MLR: And we made certain decisions, and one decision was that we were only going to have voices from Kentucky. There’s a few who are not: Rob Boston, from DC, and another creationist who comes out of Florida and he’s at the opening.
CB: Eric Hovind.
MLR: But the main characters are all from Kentucky, so it wasn’t someone coming from the outside. We didn’t put a lot of scientists in there to say how bad their science was. We put a local activist in there, Dan Phelps, who speaks about that. So, it’s voices from Kentucky. It’s treated as their struggle, because they want to protest it and they don’t want it there. And that was really important to us.So, they can’t really hold it up as someone coming from Chicago telling them what to believe. This is a local issue from the tax standpoint, from all of it, it was a local issue. And the other side is, we wanted them to recognize themselves. So, as Clayton says, we just had them talk and we recorded them. So, though we have a juxtaposition with other characters from Kentucky saying they’re wrong, we didn’t edit them in such a way to mock them. And that was important to us.

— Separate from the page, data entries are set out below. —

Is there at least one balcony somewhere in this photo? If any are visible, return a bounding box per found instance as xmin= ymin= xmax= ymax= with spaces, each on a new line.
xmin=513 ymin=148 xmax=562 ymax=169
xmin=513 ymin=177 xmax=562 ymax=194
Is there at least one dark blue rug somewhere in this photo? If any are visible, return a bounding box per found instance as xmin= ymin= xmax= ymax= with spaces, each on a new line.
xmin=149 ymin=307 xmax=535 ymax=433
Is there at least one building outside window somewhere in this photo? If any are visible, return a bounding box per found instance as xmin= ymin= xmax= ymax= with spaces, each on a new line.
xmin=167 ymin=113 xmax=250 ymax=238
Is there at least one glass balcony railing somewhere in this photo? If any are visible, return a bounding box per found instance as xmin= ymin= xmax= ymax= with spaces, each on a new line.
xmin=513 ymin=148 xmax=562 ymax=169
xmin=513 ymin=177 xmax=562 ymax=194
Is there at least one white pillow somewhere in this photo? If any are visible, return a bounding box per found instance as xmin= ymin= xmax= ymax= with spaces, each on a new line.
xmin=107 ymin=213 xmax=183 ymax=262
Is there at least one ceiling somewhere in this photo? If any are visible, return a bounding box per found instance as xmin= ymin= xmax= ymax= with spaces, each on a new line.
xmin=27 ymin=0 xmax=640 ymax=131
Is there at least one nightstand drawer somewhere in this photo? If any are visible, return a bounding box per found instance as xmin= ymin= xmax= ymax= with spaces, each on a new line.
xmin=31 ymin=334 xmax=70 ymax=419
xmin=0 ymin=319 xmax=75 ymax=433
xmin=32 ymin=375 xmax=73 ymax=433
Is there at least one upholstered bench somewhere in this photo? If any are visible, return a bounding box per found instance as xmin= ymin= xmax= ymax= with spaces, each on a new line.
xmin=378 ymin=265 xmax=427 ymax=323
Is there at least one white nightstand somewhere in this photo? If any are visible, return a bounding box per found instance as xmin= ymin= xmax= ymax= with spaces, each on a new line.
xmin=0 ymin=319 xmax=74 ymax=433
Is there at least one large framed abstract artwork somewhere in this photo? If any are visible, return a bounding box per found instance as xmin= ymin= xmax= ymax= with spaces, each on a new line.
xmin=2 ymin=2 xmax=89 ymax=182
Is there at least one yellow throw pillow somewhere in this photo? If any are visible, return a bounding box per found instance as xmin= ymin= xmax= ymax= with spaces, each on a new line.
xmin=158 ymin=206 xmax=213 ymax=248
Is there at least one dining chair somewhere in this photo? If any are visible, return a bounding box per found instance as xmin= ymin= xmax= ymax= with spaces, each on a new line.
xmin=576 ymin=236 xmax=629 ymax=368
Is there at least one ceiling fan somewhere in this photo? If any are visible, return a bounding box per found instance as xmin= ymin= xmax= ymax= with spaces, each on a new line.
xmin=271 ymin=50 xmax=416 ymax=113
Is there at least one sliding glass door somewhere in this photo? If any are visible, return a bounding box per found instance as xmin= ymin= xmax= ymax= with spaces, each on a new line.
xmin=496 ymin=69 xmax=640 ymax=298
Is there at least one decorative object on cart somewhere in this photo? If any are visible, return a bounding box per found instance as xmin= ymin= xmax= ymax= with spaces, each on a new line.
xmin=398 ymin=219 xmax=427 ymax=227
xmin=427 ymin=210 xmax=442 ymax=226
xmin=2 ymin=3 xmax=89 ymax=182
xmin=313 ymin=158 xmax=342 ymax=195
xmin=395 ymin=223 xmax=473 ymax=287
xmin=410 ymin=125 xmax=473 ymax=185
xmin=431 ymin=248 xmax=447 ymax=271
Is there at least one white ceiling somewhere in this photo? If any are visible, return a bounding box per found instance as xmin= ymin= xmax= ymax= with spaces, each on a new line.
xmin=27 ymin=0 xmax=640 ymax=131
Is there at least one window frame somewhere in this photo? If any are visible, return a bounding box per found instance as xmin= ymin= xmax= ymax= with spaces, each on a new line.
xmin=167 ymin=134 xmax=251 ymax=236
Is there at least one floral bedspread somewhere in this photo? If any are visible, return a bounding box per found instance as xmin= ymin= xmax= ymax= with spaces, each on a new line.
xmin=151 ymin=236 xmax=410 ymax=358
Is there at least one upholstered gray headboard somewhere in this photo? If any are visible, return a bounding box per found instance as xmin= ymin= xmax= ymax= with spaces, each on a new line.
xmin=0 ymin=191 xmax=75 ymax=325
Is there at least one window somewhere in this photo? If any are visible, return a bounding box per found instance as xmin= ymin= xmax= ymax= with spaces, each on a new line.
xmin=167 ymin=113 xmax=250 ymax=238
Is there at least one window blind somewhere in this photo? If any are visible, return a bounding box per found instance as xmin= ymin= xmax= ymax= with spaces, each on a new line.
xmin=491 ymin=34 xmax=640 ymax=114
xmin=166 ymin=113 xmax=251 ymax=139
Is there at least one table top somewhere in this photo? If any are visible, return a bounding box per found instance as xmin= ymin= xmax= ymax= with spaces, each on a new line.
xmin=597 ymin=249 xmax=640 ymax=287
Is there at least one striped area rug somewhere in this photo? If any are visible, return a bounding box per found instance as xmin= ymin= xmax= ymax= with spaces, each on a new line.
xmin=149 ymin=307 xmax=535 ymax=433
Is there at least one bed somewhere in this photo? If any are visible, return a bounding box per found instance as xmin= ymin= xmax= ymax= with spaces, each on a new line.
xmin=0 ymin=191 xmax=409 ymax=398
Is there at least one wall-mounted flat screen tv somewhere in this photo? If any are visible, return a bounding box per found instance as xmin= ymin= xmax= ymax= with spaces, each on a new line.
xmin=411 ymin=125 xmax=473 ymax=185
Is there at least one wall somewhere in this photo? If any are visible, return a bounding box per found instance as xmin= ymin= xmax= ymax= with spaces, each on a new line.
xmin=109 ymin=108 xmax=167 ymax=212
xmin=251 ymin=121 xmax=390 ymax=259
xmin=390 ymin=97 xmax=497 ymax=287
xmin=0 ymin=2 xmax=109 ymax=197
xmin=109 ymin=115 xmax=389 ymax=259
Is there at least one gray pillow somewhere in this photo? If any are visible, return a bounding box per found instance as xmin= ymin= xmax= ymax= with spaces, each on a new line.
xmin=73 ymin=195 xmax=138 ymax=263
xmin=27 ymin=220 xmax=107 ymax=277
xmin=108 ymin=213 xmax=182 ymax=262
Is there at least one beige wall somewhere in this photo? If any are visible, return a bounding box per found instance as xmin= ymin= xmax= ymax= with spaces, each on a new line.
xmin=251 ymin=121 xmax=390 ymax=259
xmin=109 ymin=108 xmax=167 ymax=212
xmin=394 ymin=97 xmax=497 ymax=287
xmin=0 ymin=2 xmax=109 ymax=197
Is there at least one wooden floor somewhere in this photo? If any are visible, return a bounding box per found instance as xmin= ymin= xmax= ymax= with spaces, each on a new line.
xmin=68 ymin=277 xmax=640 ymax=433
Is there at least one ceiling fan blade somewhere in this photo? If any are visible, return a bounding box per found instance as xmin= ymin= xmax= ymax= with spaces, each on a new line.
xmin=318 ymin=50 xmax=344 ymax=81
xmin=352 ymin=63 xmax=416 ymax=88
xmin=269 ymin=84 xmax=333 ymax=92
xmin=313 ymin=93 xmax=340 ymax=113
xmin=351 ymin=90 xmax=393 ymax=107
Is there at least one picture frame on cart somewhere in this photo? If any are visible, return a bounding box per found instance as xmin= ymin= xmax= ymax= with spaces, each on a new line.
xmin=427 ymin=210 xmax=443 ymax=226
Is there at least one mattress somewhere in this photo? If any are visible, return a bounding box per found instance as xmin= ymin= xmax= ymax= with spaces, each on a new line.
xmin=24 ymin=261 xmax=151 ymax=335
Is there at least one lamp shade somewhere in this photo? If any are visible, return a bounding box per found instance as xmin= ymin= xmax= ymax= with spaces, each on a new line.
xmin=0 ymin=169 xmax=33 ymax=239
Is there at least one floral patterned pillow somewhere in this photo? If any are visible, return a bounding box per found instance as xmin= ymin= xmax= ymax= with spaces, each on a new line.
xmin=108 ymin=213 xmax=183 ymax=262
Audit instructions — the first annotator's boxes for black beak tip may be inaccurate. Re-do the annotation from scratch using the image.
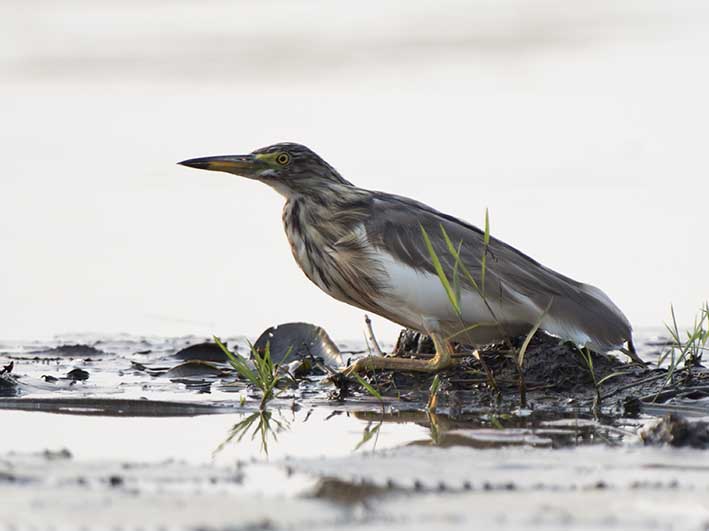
[177,159,207,170]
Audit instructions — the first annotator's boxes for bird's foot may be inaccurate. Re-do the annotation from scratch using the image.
[343,334,456,376]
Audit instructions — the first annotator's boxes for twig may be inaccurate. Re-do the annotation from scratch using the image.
[601,374,667,400]
[364,314,384,356]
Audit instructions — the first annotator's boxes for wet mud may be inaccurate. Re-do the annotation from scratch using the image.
[0,323,709,531]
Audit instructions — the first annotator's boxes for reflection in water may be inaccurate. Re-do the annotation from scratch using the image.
[213,410,290,456]
[353,420,384,452]
[354,411,633,449]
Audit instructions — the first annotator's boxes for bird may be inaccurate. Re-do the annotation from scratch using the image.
[178,142,641,373]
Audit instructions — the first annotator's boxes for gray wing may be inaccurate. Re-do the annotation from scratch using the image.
[365,192,632,351]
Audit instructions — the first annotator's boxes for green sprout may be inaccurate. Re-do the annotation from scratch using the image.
[214,336,292,410]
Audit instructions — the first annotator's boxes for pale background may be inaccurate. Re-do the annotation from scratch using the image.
[0,0,709,340]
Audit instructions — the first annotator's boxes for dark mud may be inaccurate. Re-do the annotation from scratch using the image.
[0,323,709,531]
[345,330,709,422]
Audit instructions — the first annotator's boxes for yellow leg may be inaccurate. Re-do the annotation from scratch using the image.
[344,333,455,375]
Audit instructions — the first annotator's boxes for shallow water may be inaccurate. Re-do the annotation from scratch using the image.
[0,333,709,530]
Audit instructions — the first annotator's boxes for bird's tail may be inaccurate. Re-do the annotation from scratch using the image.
[542,283,637,356]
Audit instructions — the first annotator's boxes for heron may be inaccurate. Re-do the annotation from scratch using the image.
[179,142,641,372]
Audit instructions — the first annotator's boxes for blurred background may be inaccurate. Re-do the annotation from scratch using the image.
[0,0,709,341]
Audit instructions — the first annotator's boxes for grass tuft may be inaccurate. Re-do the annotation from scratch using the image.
[214,336,292,409]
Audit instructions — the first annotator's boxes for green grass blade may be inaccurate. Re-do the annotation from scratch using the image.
[352,372,383,402]
[517,298,554,367]
[419,225,461,316]
[480,208,490,298]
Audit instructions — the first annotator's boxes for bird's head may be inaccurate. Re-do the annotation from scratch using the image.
[178,142,351,197]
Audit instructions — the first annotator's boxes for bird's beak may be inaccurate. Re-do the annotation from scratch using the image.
[178,155,267,178]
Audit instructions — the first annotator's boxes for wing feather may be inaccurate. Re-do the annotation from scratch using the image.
[365,192,632,351]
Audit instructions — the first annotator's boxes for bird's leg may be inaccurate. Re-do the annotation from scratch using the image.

CLR: So, where did the startling statistic come that 38% of Americans apparently believe that the Earth is less than 10,000 years old.
CB: It says they believe that humans were created in their present form by God less than 10,000 years ago.
CLR: Right. That’s a huge number, about in line with the support of our current president, in terms of the percentage. But where does that come from? How was that statistic gathered?
CB: It’s Gallup, a Gallup poll that they ask every year.
CLR: Are there any more specificities within that in terms of regions of the United States where that belief is more strongly held than in others?
MLR: I don’t think so. Not that we’re aware of.
CLR: Gallup just asks generally?
CB: I’m not sure what their polling methods are, but they’ve got that stuff figured out.
CLR: OK. Well, it is alarming.
CLR: So, how long have you two known each other and been working together?
MLR: We were in an MFA program at Northwestern together, so and that was in … when did we graduate?
CB: We started in ’99 and finished in ’03, ’04, something like that.
CLR: How do you divide the labor as co-directors? Does one person do more of one thing or is it just whoever’s available? How does that happen?
MLR: Well, Clayton shoots and Clayton edits. I write and I’m usually the face asking the questions. And a lot of times, it’s just Clayton and I, running around with equipment, doing … especially when we do interviews, we want it very intimate. We don’t want to bring a crew in. Then it’s just Clayton and I, setting up.
CLR: Sure. Right. And you’re holding the microphone while Clayton’s shooting?
MLR: I’m holding the microphone and he’s behind the camera and I’m asking questions.
CB: Yeah. Or if it’s a sit-down interview, we’ve got a lav mic and a boom. But sometimes, also, our producer Amy [Ellison] will come along with us and do sound work.
CB: But rarely more than three of us. I think that gives the film a certain intimacy, maybe. I think because we just go and show up without a big production footprint, so the production values, I think, are fine. I wouldn’t say that it’s gorgeous with cranes and dollies and all that. But that’s just the way we work. We’re more vérité.
CLR: Well, congratulations on the film. It’s a really disturbing but fascinating look at a part of the United States that I really don’t pay attention to. So, thank you!